Carlos Mata fait sept heures de bus pour assister à un atelier bimensuel sur les masculinités, qui crée un espace sans jugement pour que les hommes puissent exprimer leurs émotions.

Au fur et à mesure que les ateliers se sont développés à travers le Mexique, un nombre croissant de femmes en ont fait la demande pour leurs collègues masculins. Liendro accueille favorablement la demande, mais il n’a pas les fonds pour y répondre.
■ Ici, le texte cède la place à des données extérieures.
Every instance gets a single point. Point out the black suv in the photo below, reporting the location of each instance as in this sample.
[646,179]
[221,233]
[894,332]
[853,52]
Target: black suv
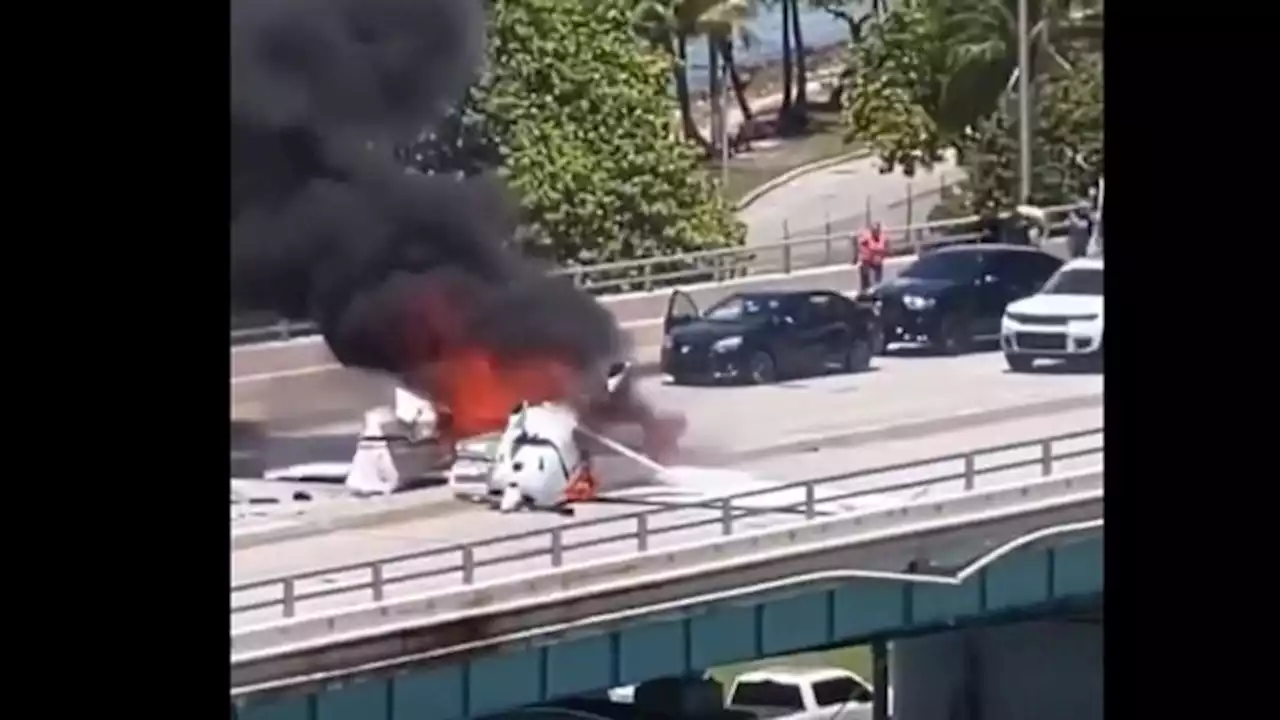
[954,296]
[757,337]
Les subventions pour les ateliers sur la masculinité sont encore rares par rapport à celles accordées aux ateliers sur l’égalité des sexes pour les femmes, dit-il. Il s’appuie souvent sur la collaboration avec des organisations qui ont la volonté et les réserves de liquidités nécessaires pour payer les ateliers, mais sans plus d’argent, il ne peut pas se développer pour répondre à la demande croissante. En septembre 2022, ONU Femmes, une entité des Nations Unies qui promeut la justice de genre, a déclaré dans un rapport qu’au rythme actuel des progrès, il pourrait s’écouler près de 300 ans avant d’atteindre l’égalité complète des sexes. Liendro pense que cela pourrait être réalisé plus rapidement si davantage d’hommes étaient inclus dans le travail pour atteindre l’égalité.

Mata, un représentant légal de la station de radio communautaire de San Pedro Tututepec, dans le sud-ouest d’Oaxaca, regrette de ne pas avoir trouvé les ateliers de Liendro plus tôt.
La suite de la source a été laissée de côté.